Politica

Bossi suicida la Lega

Il Senatùr offende Berlusconi, ma è pieno di guai: la guerra civile con Tosi può affondare il Carroccio e l'isolamento finisce per favorire il nemico Casini

Bossi suicida la Lega

Ma che cos’è questa Le­ga? Non la riconoscia­mo più. Umberto Bos­si dice che Silvio Berlu­sconi gli fa pena. Da quando? Dal giorno in cui non è più suo socio in af­fari politici, che poi sono affari tout court. Roberto Calderoli parla, e dal­le sue parole emerge disprezzo. Per chi? Tutti. Luca Zaia non è ancora riu­scito a chiudere il bilancio della Re­gione di cui è governatore, il Veneto. Il sindaco di Verona, Flavio Tosi, è in lotta col suo stesso partito e col Pdl per via delle liste e di varie sviste. Il presidente del Consiglio regionale della Lombardia, Davide Boni, è sot­to inchiesta per mazzette: sarà inno­cente, ma bisognerà vedere che ne pensa la magistratura. Attendiamo fi­duciosi.

Fermiamoci qui per carità di patria padana. Ma se questo non è un casi­no, che è? Evidentemente stare al­l’opposizione non garantisce di vive­re una stagione felice e di unità. An­che il Carroccio, dopo anni- oltre 20­di tenuta comincia a scricchiolare, è sul punto di perdere una o due ruote, sbanda.

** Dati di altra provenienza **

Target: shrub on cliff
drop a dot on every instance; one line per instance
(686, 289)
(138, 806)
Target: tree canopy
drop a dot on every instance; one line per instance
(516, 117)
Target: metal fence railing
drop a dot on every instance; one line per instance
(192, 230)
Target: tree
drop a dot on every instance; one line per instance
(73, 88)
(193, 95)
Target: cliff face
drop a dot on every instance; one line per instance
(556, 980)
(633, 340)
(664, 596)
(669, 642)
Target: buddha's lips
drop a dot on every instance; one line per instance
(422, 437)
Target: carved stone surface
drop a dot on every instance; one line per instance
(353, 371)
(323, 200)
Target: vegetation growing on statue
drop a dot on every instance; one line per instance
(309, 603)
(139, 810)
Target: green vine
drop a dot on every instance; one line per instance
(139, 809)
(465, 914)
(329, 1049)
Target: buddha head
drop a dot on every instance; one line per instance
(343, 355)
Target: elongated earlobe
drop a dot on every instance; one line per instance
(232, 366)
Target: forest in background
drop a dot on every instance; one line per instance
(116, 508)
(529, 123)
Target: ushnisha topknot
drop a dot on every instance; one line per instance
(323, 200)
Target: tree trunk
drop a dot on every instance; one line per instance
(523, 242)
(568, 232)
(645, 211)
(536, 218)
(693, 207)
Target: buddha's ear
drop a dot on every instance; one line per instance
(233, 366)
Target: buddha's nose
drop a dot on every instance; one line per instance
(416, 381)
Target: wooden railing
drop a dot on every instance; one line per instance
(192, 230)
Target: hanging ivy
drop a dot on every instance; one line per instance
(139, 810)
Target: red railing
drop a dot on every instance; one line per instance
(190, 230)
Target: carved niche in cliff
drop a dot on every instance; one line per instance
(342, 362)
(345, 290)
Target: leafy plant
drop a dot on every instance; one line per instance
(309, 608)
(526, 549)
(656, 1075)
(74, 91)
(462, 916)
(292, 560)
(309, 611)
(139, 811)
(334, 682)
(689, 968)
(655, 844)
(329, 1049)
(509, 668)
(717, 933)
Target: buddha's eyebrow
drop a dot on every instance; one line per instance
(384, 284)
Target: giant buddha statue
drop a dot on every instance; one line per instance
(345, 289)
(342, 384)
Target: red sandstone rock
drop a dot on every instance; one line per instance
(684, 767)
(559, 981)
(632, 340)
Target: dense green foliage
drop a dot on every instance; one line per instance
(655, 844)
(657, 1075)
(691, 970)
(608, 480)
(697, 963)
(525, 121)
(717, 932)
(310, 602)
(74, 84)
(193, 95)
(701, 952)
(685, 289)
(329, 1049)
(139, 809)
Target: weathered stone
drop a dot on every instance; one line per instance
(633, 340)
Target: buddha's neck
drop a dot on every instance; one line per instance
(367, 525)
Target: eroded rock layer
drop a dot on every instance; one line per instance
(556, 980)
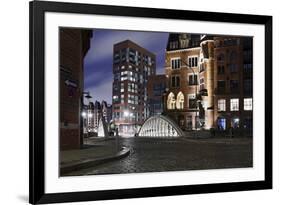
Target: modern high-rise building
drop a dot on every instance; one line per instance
(93, 114)
(209, 81)
(132, 65)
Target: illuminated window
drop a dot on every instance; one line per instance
(193, 61)
(180, 101)
(192, 104)
(176, 63)
(248, 104)
(171, 101)
(234, 104)
(221, 105)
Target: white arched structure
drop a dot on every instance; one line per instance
(180, 100)
(160, 126)
(171, 102)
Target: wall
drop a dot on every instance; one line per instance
(14, 94)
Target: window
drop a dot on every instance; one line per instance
(220, 57)
(122, 98)
(248, 104)
(193, 61)
(221, 69)
(180, 101)
(176, 63)
(192, 79)
(233, 68)
(201, 67)
(221, 86)
(175, 81)
(171, 102)
(248, 86)
(221, 105)
(234, 86)
(189, 122)
(192, 104)
(248, 67)
(115, 98)
(233, 56)
(202, 84)
(234, 104)
(122, 88)
(158, 89)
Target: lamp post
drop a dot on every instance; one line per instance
(88, 96)
(135, 120)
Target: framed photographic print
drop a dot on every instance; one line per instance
(140, 102)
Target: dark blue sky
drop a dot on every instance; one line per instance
(98, 61)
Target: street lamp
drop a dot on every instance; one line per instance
(83, 113)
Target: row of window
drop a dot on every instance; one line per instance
(132, 56)
(192, 62)
(234, 104)
(173, 103)
(235, 86)
(192, 80)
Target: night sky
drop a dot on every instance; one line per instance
(98, 61)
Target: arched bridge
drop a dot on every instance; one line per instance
(160, 126)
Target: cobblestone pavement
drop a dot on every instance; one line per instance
(156, 155)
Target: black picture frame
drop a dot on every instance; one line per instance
(37, 194)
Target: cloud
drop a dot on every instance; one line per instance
(103, 40)
(103, 91)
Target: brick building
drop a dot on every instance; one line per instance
(132, 65)
(74, 44)
(209, 81)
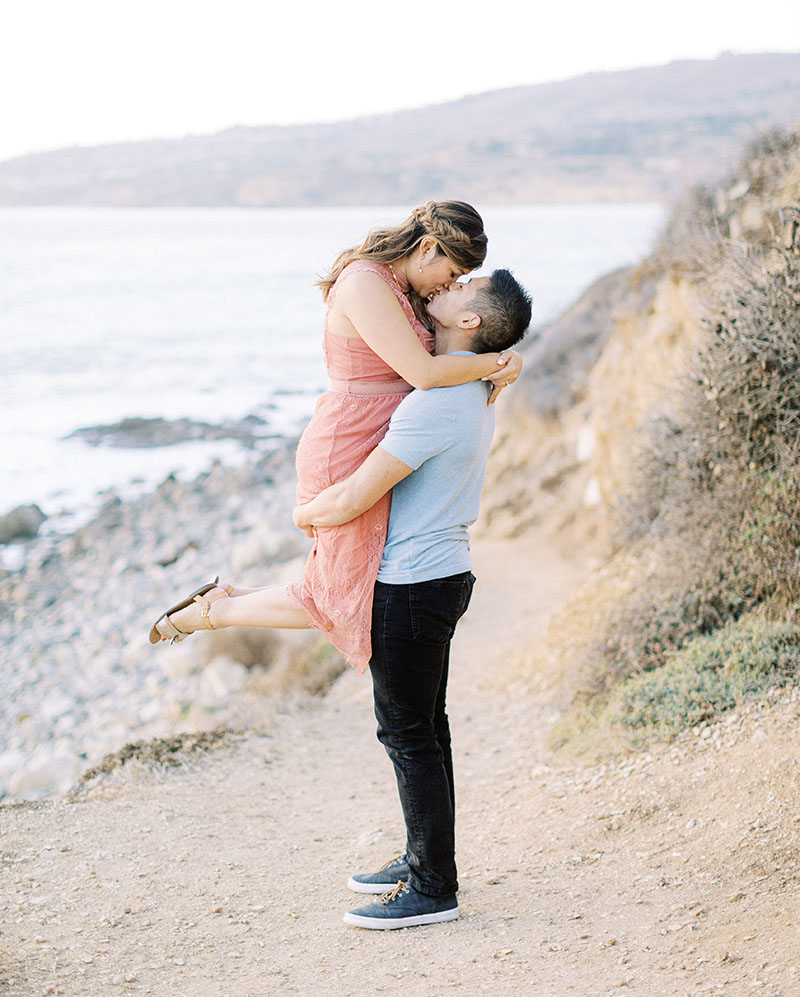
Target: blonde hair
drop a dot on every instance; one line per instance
(456, 226)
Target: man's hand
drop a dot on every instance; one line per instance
(301, 521)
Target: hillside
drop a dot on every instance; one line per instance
(646, 844)
(642, 134)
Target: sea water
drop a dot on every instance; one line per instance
(210, 314)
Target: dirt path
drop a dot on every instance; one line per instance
(675, 873)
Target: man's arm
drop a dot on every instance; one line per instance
(347, 499)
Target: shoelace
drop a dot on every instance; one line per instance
(394, 893)
(394, 861)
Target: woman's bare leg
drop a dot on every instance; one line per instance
(270, 607)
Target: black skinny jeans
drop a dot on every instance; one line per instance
(412, 626)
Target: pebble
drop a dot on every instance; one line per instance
(81, 678)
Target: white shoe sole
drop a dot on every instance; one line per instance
(376, 888)
(387, 923)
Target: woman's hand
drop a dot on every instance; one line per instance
(506, 374)
(301, 521)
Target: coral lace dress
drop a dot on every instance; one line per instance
(349, 421)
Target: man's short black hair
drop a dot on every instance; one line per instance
(505, 310)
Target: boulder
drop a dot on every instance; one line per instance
(21, 523)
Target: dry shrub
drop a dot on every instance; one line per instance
(713, 520)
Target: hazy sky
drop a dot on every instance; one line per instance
(83, 72)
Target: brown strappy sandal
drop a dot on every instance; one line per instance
(165, 629)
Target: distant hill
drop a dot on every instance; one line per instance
(642, 134)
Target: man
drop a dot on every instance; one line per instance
(433, 457)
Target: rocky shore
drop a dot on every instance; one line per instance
(80, 676)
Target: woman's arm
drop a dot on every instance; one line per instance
(375, 313)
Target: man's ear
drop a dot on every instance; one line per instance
(468, 320)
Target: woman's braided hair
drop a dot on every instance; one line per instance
(456, 226)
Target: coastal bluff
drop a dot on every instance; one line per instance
(210, 856)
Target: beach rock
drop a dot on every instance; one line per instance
(145, 433)
(21, 523)
(85, 680)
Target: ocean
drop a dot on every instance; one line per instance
(210, 314)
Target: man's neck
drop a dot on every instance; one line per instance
(450, 340)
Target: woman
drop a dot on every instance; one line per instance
(377, 349)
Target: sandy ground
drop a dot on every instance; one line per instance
(669, 873)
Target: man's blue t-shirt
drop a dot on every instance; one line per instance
(445, 435)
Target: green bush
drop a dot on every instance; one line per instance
(712, 521)
(710, 675)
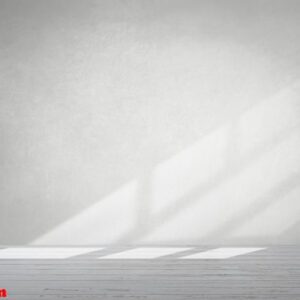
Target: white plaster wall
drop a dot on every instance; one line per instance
(149, 122)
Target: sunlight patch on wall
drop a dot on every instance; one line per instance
(43, 253)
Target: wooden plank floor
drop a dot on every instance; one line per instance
(273, 273)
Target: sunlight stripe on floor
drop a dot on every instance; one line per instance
(43, 253)
(221, 253)
(145, 253)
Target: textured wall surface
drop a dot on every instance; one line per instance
(149, 122)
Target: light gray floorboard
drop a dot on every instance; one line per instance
(273, 273)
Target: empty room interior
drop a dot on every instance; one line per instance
(150, 149)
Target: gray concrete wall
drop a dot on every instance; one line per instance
(149, 122)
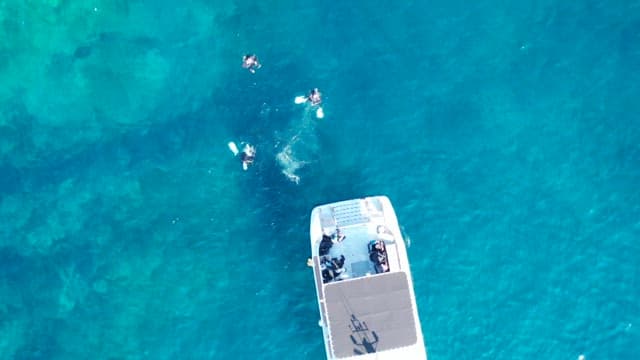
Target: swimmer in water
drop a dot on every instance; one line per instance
(250, 61)
(248, 155)
(315, 97)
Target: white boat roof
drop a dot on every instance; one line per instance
(370, 314)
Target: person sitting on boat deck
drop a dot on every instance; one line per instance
(378, 255)
(315, 97)
(338, 236)
(339, 261)
(325, 244)
(248, 154)
(250, 61)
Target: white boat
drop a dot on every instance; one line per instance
(363, 282)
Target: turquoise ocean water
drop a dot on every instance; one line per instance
(505, 133)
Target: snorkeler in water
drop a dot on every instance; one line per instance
(315, 97)
(248, 155)
(250, 61)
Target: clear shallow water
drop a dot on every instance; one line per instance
(506, 135)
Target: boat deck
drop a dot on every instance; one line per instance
(370, 314)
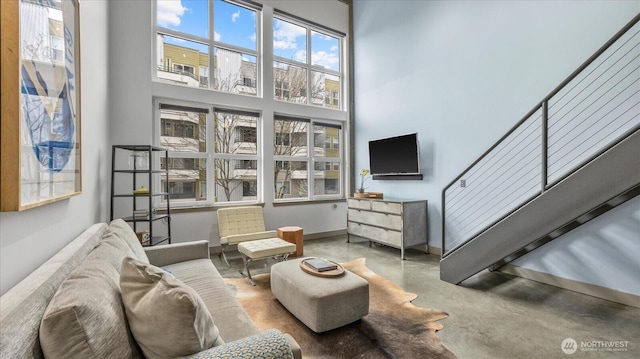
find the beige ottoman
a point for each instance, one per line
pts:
(320, 303)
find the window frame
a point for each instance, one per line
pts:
(212, 45)
(311, 159)
(209, 156)
(327, 101)
(168, 91)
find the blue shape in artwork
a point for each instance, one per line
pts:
(52, 136)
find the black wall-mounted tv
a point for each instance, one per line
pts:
(394, 156)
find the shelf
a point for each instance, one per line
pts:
(155, 240)
(160, 194)
(146, 174)
(140, 148)
(139, 171)
(145, 218)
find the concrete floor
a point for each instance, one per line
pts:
(491, 315)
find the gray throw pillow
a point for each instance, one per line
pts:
(167, 317)
(85, 318)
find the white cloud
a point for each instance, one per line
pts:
(285, 34)
(300, 55)
(169, 12)
(326, 59)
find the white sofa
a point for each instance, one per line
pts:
(87, 280)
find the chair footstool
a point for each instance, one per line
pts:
(263, 249)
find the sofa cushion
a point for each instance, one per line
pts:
(112, 249)
(201, 275)
(167, 318)
(121, 229)
(85, 318)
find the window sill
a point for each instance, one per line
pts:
(215, 207)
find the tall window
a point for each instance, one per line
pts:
(206, 47)
(235, 155)
(228, 138)
(307, 60)
(189, 43)
(300, 171)
(183, 134)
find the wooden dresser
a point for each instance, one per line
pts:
(396, 223)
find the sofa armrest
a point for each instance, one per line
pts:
(237, 238)
(179, 252)
(268, 344)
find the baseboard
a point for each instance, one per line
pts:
(434, 250)
(576, 286)
(341, 232)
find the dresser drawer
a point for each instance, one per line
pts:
(359, 204)
(378, 219)
(387, 207)
(386, 236)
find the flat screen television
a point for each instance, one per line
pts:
(399, 155)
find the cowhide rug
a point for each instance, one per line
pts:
(394, 328)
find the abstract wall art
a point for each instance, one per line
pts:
(40, 160)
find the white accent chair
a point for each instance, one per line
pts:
(244, 227)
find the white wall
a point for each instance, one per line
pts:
(132, 92)
(29, 238)
(461, 74)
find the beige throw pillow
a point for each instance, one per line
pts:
(167, 317)
(85, 318)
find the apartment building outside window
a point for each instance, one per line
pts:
(300, 171)
(233, 150)
(307, 60)
(214, 150)
(184, 54)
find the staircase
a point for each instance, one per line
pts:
(574, 156)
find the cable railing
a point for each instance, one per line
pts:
(593, 109)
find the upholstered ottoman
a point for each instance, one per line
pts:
(320, 303)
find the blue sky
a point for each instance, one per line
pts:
(236, 25)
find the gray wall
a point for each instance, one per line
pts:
(29, 238)
(461, 73)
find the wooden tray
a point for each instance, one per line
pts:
(327, 274)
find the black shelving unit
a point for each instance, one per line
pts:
(125, 163)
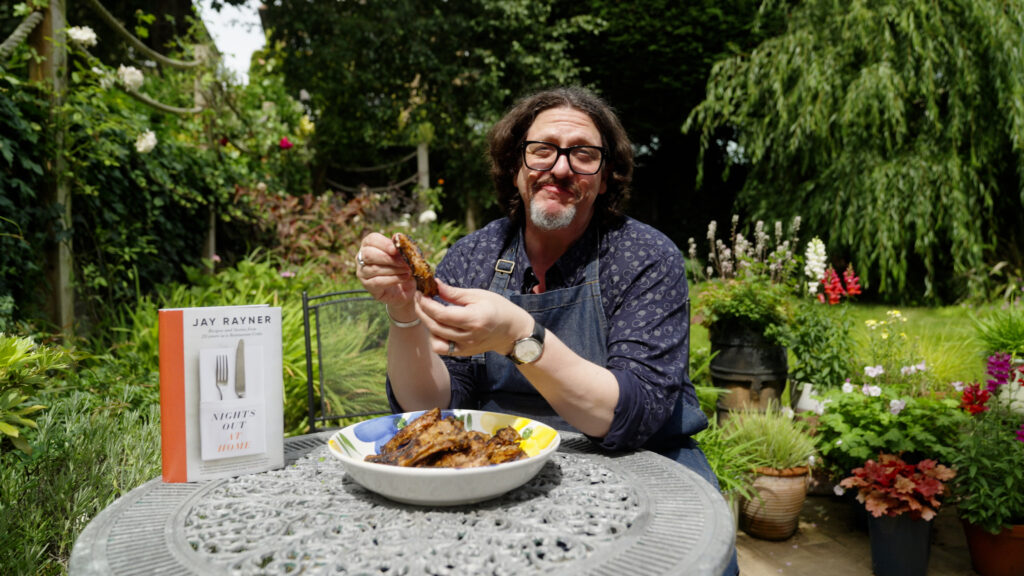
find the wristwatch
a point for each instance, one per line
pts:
(528, 350)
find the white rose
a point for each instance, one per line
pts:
(130, 76)
(428, 216)
(105, 78)
(145, 141)
(83, 36)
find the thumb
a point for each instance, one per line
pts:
(453, 294)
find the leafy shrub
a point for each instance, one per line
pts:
(760, 306)
(1003, 329)
(774, 439)
(26, 369)
(730, 461)
(857, 424)
(87, 452)
(818, 339)
(26, 219)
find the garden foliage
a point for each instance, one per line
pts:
(891, 126)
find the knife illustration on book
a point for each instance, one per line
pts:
(240, 369)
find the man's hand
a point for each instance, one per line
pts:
(480, 321)
(386, 276)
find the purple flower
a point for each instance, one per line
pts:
(998, 369)
(873, 371)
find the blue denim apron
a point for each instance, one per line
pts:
(577, 316)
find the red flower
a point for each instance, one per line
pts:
(974, 399)
(834, 287)
(852, 281)
(892, 487)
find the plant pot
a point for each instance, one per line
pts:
(995, 554)
(751, 369)
(900, 545)
(774, 511)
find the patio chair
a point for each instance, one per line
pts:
(346, 362)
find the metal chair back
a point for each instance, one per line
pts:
(346, 357)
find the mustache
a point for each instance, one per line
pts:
(564, 183)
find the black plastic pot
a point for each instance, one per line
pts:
(751, 368)
(900, 545)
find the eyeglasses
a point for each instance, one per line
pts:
(584, 160)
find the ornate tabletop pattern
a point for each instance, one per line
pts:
(583, 513)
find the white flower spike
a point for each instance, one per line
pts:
(83, 36)
(145, 141)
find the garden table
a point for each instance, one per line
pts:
(585, 512)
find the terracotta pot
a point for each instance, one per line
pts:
(995, 554)
(774, 512)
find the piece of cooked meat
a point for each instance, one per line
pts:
(431, 442)
(422, 272)
(434, 441)
(408, 433)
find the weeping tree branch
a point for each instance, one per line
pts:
(20, 33)
(136, 43)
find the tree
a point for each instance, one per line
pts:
(894, 127)
(651, 60)
(396, 73)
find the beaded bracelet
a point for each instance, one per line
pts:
(400, 324)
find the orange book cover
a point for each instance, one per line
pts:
(221, 392)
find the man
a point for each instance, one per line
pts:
(565, 311)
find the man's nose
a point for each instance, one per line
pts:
(561, 168)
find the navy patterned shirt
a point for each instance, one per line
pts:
(646, 303)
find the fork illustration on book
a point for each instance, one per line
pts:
(220, 373)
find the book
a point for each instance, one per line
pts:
(221, 392)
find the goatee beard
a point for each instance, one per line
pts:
(548, 221)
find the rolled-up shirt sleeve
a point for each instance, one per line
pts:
(648, 339)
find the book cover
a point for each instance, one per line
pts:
(221, 392)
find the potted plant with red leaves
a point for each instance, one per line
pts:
(989, 457)
(902, 499)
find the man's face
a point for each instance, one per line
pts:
(559, 198)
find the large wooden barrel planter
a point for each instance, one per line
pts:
(752, 369)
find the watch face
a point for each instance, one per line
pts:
(527, 351)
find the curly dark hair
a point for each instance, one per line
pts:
(507, 135)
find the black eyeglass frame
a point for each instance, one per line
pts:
(567, 152)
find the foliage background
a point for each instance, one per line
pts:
(894, 127)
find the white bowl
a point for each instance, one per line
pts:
(441, 487)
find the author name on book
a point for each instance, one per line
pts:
(231, 321)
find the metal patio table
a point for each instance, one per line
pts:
(585, 512)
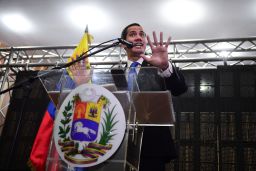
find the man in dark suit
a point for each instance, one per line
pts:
(157, 146)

Si va verso elezioni amministrati­ve. Competizione difficile, special­mente per un movimento, come quello leghista, che ha sempre guar­dato al territorio dal quale ha tratto le proprie fortune. Se oggi la Lega si pre­senta agli elettori così malconcia non ha alcuna probabilità di successo. La gente è stanca del ceto politico. Non lo odia. Peggio: lo disprezza, e lo evita. Quella di Alberto da Giussano è la formazione più vecchia del Parlamento: ha quasi 30 anni. Sicuri che non abbia deluso, stufato, annoiato? Fossi un dirigente in camicia verde cerche­rei di fare un bilancio del trentennio di atti­vità. E magari mi accorgerei di non aver combinato niente.

Non fraintendete. In parecchi Comuni la Lega ha bene amministrato, riuscendo a te­nere alto lo spirito innovativo della prima ora: attenzione ai problemi dei cittadini, ri­spetto delle norme di buona gestione finan­ziaria, tutela delle tradizioni eccetera. Ma non ha colto uno solo degli obiettivi qualifi­canti: il federalismo è andato a pallino, per citare il fallimento maggiore. Ci ha provato in ogni modo a portarlo a casa, ma non ce l’ha fatta. Era un progetto troppo ambizio­so, addirittura velleitario. Non lo si poteva realizzare in un Paese per metà terrone e per metà di sinistra, quindi ostile alla re­sponsabilizzazione delle regioni inclini a farsi trainare dalla locomotiva nazionale, il Nord.

In effetti è passato un federalismo all’ac­qua di rose e di là da venire, lontano mille miglia dal modello svizzero caro ai leghisti della vecchia generazione. Inoltre, Mario Monti ha fatto capire in ogni modo il suo pensiero: centralizzare, altro che decentra­re. Bossi forse si rende conto del dramma e tenta di sparigliare con qualche ruggito. Finché se ne stava seduto alla destra del Ca­valiere, egli poteva alimentare nei suoi la speranza che prima o poi il Nord si sarebbe riscattato. Ma adesso che il Senatùr ha scel­­to di staccarsi dal Pdl, non ha più carte credi­bili da giocare. E la butta in rissa, mostra i muscoli non potendo mostrare altro: il pro­gramma originario è saltato e non ce n’è uno alternativo in grado di suggestionare la base.

Nella Lega si avverte il pericolo di una dia­spora e ciascuno, al grido «si salvi chi può», cerca un rifugio. Dove? Dove capita. La ten­tazione è quella di esasperare lo spirito loca­listico: i veneti nel Veneto, i lombardi in Lombardia e via spezzettando. Si rafforza nei colonnelli della Lega la convinzione che abbia ragione chi la spara più grossa. E Bossi, che degli spacconi è il re, non esita a dire che Berlusconi gli fa pena. La prima re­gola per alzare se stessi è abbassare gli altri. In politica la adottano in molti. Anche i le­ghisti. Contenti loro...

Comunque il centrodestra in questa ma­niera si indebolisce. Semmai si irrobustisce il centro.E la Lega col centro non è mai anda­ta d’accordo.

Nella presente congiuntura, ri­schia di rimanere col cerino in mano.